# Feature Scaling with KMeans

import numpy as np
import pandas as pd
from sklearn.cluster import KMeans
import matplotlib.pyplot as plt
from sklearn import preprocessing as p
from sklearn.datasets import make_blobs

%matplotlib inline

plt.rcParams['figure.figsize'] = (4, 3)

data, y = make_blobs(n_samples=200,
n_features=2,
centers=4,
random_state=42)

df = pd.DataFrame(data)
df.columns = ['height', 'weight']
df['height'] = np.abs(df['height']*100)
df['weight'] = df['weight'] + np.random.normal(50, 10, 200)
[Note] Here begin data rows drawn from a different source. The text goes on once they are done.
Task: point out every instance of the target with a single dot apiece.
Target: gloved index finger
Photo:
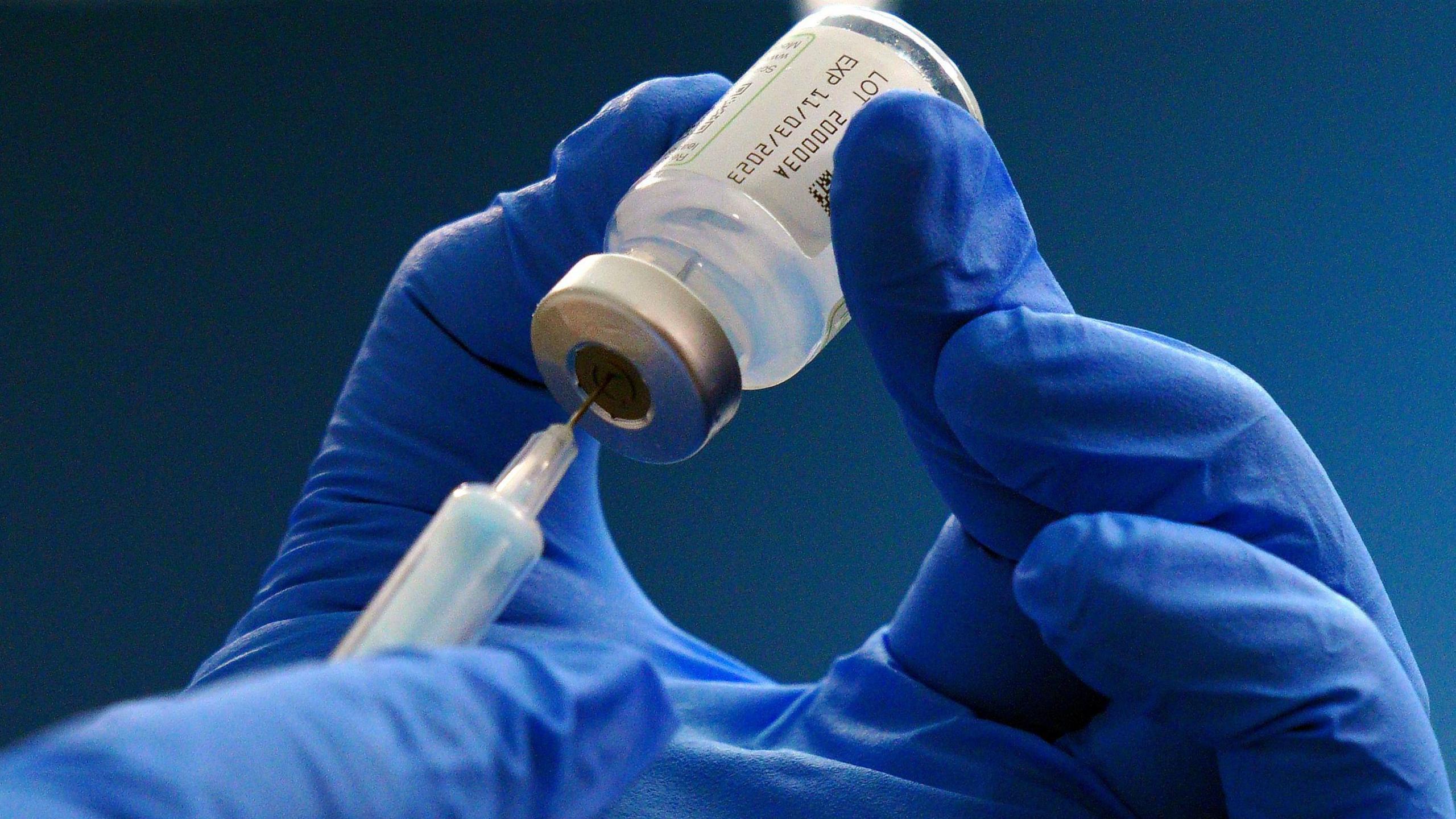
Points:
(1081, 416)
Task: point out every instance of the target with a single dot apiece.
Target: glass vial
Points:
(718, 273)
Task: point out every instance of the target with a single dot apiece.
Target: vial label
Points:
(774, 133)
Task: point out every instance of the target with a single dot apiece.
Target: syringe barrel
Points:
(455, 579)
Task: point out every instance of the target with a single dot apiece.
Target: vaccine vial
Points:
(718, 273)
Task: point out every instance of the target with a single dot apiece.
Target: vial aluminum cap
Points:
(672, 377)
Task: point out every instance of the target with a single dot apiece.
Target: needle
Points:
(590, 401)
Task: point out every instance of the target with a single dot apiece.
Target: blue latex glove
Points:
(1231, 646)
(464, 732)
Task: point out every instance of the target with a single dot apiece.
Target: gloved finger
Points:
(445, 391)
(929, 234)
(482, 276)
(456, 734)
(1083, 416)
(1293, 687)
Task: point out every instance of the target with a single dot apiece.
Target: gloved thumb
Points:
(1292, 685)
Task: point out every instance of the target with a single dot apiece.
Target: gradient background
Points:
(200, 208)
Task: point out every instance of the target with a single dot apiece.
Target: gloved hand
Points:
(461, 732)
(1219, 640)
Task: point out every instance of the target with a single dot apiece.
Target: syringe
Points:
(472, 556)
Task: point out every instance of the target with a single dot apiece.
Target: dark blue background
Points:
(198, 209)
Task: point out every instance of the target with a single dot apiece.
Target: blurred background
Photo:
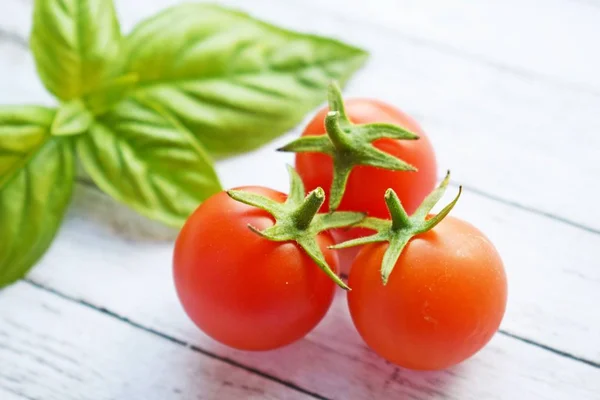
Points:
(509, 93)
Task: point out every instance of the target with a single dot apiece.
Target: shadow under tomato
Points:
(334, 362)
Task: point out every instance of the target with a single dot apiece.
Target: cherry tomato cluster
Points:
(257, 269)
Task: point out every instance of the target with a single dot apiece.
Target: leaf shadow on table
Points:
(91, 204)
(334, 362)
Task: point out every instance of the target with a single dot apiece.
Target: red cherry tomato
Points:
(443, 302)
(367, 185)
(243, 290)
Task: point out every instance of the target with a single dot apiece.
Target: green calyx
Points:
(350, 145)
(298, 220)
(401, 228)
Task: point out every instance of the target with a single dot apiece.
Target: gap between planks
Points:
(172, 339)
(17, 39)
(253, 370)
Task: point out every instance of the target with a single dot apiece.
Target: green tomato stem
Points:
(401, 228)
(350, 145)
(298, 220)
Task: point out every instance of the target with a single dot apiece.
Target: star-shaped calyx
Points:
(298, 220)
(350, 145)
(401, 228)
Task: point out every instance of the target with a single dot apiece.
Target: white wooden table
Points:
(508, 90)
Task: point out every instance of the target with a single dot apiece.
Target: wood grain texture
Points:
(487, 123)
(61, 350)
(132, 278)
(534, 38)
(510, 100)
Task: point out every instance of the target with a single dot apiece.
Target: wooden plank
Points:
(554, 40)
(58, 349)
(487, 124)
(132, 278)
Next, take a look at the data to get familiar with it. The dataset has two columns, and it is stored in the df variable. It might be useful to get an idea of the spread in the current data, as well as a visual of the points.

df.describe()


height weight
count 200.000000 200.000000
mean 569.726207 52.100192
std 246.966215 11.937835
min 92.998481 20.656424
25% 357.542793 42.704606
50% 545.766752 52.038721
75% 773.310607 61.404287
max 1096.222348 78.362636
df.head()


height weight
0 650.565335 56.061702
1 512.894273 67.478788
2 885.057453 58.352092
3 1028.641210 54.324747
4 746.899195 56.624122
plt.scatter(df['height'], df['weight']);


There are two common types of feature scaling:

1. StandardScalar: scales the data so it has mean 0 and variance 1.
2. MinMaxScalar: useful in cases where it makes sense to think of the data in terms of the percent they are as compared to the maximum value.

### StandardScalar

df_ss = p.StandardScaler().fit_transform(df)

df_ss = pd.DataFrame(df_ss)
df_ss.columns = ['height', 'weight']

plt.scatter(df_ss['height'], df_ss['weight']);


### MinMaxScalar

df_mm = p.MinMaxScaler().fit_transform(df)

df_mm = pd.DataFrame(df_mm)
df_mm.columns = ['height', 'weight']

plt.scatter(df_mm['height'], df_mm['weight']);


### Fit KMeans

def fit_kmeans(data, centers):
kmeans = KMeans(centers)
labels = kmeans.fit_predict(data)
return labels


#### Raw Data

labels = fit_kmeans(df, 10)
plt.scatter(df['height'], df['weight'], c=labels, cmap='Set1');


#### Standard Scalar

labels = fit_kmeans(df_ss, 10)
plt.scatter(df_ss['height'], df_ss['weight'], c=labels, cmap='Set1');


#### Min-Max

labels = fit_kmeans(df_mm, 10)
plt.scatter(df_mm['height'], df_mm['weight'], c=labels, cmap='Set1');


Scaling the data differently changes the groupings that KMeans generates. Note that this is because the KMeans algorithm is refit on each of the different datasets.

This example highlights the importance of always scaling data correctly BEFORE fitting KMeans, or any other model. And, remember that scaling data is required for any distance-based machine learning model.